Ready for the future
What exactly did Danske Bank get? “The Baltic Single Instance is one system with a single interface in the local languages for customer and in English for employees at multiple branches in different countries. It has flexible user rights for data management and the same system-wide functionality with customizations for local compliance, and supports instant inter-branch payments 24/7, with standard pricing terms that can be adjusted locally. It’s connected to one data warehouse – as a single source of truth for business intelligence and reporting, and as one system ready to connect to the Danske Bank group’s Business Online system. Now we are working as a regional, Baltic organization with centralized governance, structure and processes.” That’s how Darius Jasinskis describes what is now up and running.
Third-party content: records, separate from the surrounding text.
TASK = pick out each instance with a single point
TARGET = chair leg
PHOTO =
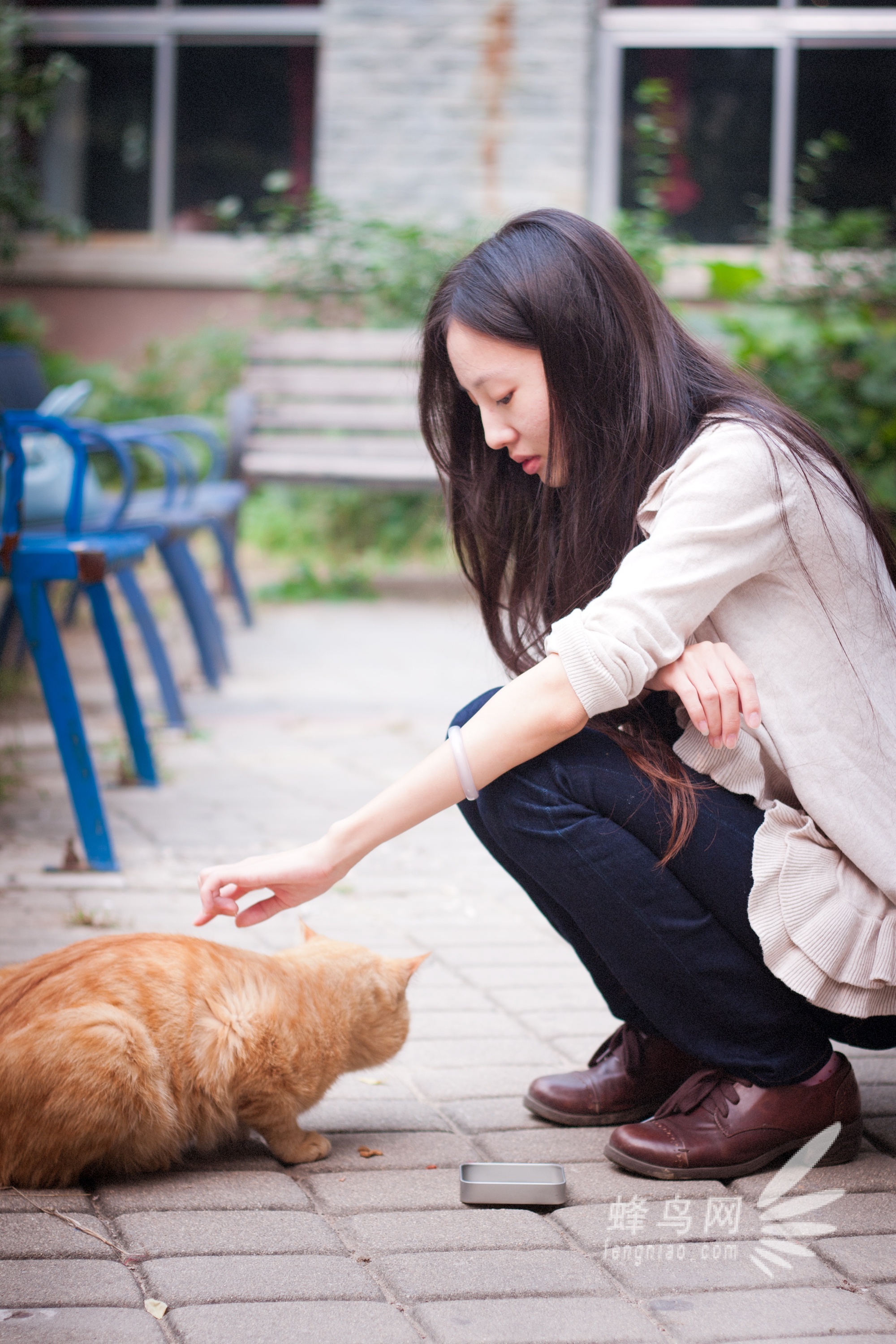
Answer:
(155, 648)
(128, 703)
(70, 609)
(225, 535)
(198, 607)
(65, 715)
(7, 620)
Artūras Piliponis, EY Baltic Advisory Services Partner, summarizes EY Baltic work as PMO in this transformation: “This was not a regular IT system implementation. It was a major IT and business model transformation challenge considering that Danske Bank in the Baltics had to upgrade its technology in Lithuania and Latvia and change technology in Estonia, whilst also changing its operating model and unifying products as well as procedures across the three countries. What is more, all of this happened as planned and in less than 2.5 years. It takes other similar complexity organisations three to five years per country to do something like that.” EY Baltic assisted Danske Bank with programme management, testing management and other quality and technical support aspects of IT solutions implementation.
In fact, Danske Bank in the Baltics is undergoing further transformation related to the Danske Bank Group’s new strategy to concentrate on Nordic customers. That means exiting local business relationships in the Baltics to focus only on Nordic and international customers present in Lithuania, Latvia and Estonia. The new core banking system that Forbis put in place, the Baltic Single Instance, is proving to be essential in supporting the ongoing operational changes in Lithuania, Latvia and Estonia, Jasinskis stressed.
After all, the company’s IT solutions are “designed to be readily adaptable for the future,” she explained, adding that: “The pace of technological and market change is now so fast that you can’t just build systems for today. Successful digital transformation at financial institutions requires understanding both the technologies and the business environment in-depth. We work hard to build that into our integrated and multifunctional solutions.”